Final answer:
Doubling the concentration of reactants in a second-order reaction will quadruple the reaction rate, resulting in a new rate expression of 4K, where K is the initial rate constant. However, for a first-order reaction, doubling the reactant concentration simply doubles the reaction rate, leading to a new rate expression of 2K.
Step-by-step explanation:
When we discuss doubling a reaction and its relation to the rate constant (K), we are referring to the effect of changing reactant concentrations on the rate of reaction. If the reaction under consideration follows a second-order kinetics, such as 2HI → H2 + I2, then doubling the concentration of HI will increase the reaction rate by four times because the rate expression is rate = k[HI]². As a result, the new rate is calculated by k(2[HI])² = 4k[HI]², thus the rate constant in terms of observable rate would appear to be quadrupled, making the answer 4K.

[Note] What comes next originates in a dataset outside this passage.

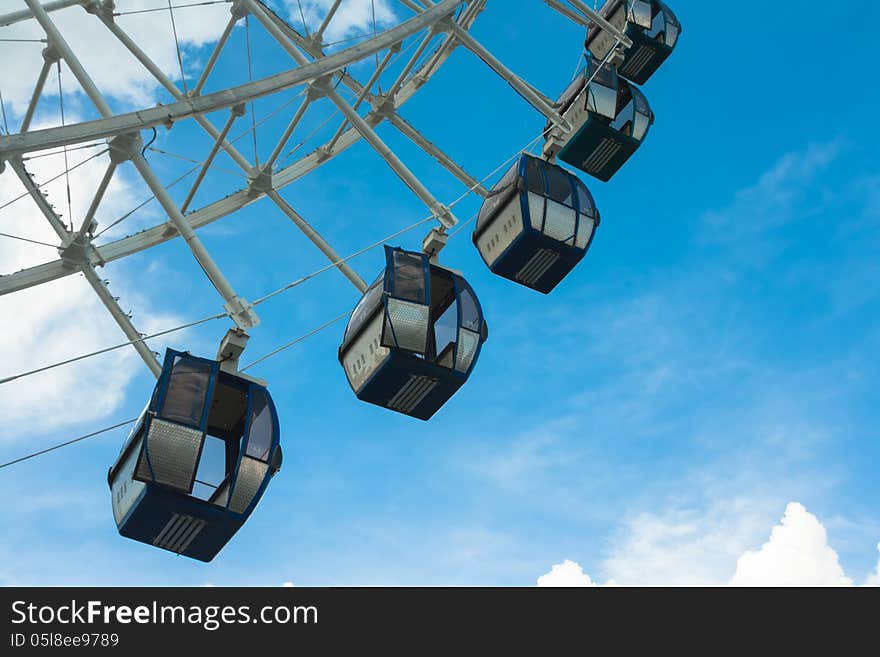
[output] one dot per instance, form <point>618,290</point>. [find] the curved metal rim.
<point>217,210</point>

For a first-order reaction, like the decomposition of cyclopropane, doubling the initial concentration of the reactant will double the reaction rate, since the rate expression is rate = k[cyclopropane]. This is consistent with the rate law for a first-order reaction. Therefore, if the initial concentration is doubled, the reaction rate would just become 2k[cyclopropane], doubling the observable rate.
In both cases, the rate law dictates how the rate of the reaction will change with respect to changes in reactant concentration, but the actual rate constant (k) remains unchanged. It is the observed rates that are impacted by the concentration changes, not the intrinsic rate constant itself.